In den ersten 150 Jahren war Spiegelglas das dominierende Produkt von Schott  Grünenplan. Mit der Entwicklung der Technik und Wissenschaft änderten sich seitdem die Schwerpunkte des Produktportfolios mehrfach. Immer wieder entwickelte das Unternehmen innovative Spezialgläser für neue Anwendungsfelder. So wurde Brillenrohglas gegen Ende des 19. Jahrhunderts zunehmend bedeutender. Als Tochtergesellschaft von Schott  kamen ab 1930 weitere Spezialgläser für Nischenmärkte hinzu.
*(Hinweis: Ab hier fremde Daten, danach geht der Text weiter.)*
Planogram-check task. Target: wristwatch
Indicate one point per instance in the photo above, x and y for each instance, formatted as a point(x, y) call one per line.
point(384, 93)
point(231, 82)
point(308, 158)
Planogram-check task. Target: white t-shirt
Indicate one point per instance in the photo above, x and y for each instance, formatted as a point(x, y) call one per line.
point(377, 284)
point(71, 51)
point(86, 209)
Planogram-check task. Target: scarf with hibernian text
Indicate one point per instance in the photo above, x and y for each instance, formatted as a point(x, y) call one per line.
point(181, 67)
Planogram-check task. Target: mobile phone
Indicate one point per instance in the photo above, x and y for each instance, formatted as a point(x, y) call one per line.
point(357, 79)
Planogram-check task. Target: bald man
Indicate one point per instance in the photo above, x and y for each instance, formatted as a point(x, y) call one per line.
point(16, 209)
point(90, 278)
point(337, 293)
Basierend auf der Beschichtungskompetenz rückten seit den 1960er Jahren Autorückblickspiegel stärker in den Vordergrund. In den letzten 20 Jahren gewannen Spezialgläser für die Architektur und Innenarchitektur sowie entspiegelte und kontrastanhebende Gläser für technische Anwendungen immer größere Bedeutung. Seit den 1990er Jahren wurde Grünenplan schließlich zum Kompetenzzentrum für Dünngläser. Diese Entwicklung gipfelte in einem neuen Weltrekord, als Schott 2013 Ultradünngläser mit einer Dicke von nur 0,025 Millimeter in den Markt einführte. Das dünnste Glas der Welt ist dünner als ein menschliches Haar und zugleich extrem stabil und flexibel.

Schott  ist ein international führender Technologiekonzern auf den Gebieten Spezialglas und Glaskeramik. Mit der Erfahrung von über 130 Jahren herausragender Entwicklungs-, Material- und Technologiekompetenz bietet das Unternehmen ein breites Portfolio hochwertiger Produkte und intelligenter Lösungen an. Damit ist Schott  ein innovativer Partner für viele Branchen, zum Beispiel Hausgeräteindustrie, Pharma, Elektronik, Optik, Life Sciences, Automobil- und Luftfahrtindustrie. Schott  hat das Ziel, mit seinen Produkten zu einem wichtigen Bestandteil im Leben jedes Menschen zu werden. Das Unternehmen setzt auf Innovationen und nachhaltigen Erfolg. Mit über 15.500 Mitarbeitern an Produktions- und Vertriebsstandorten in 34 Ländern ist der Konzern weltweit präsent. Im Geschäftsjahr 2017/2018 erzielte Schott  einen Umsatz von 2,08 Milliarden Euro. Die Muttergesellschaft Schott AG hat ihren Hauptsitz in Mainz und ist zu 100 Prozent im Besitz der Carl-Zeiss-Stiftung. Diese ist eine der ältesten privaten und eine der größten wissenschaftsfördernden Stiftungen in Deutschland. Als Stiftungsunternehmen nimmt Schott  eine besondere Verantwortung für Mitarbeiter, Gesellschaft und Umwelt wahr.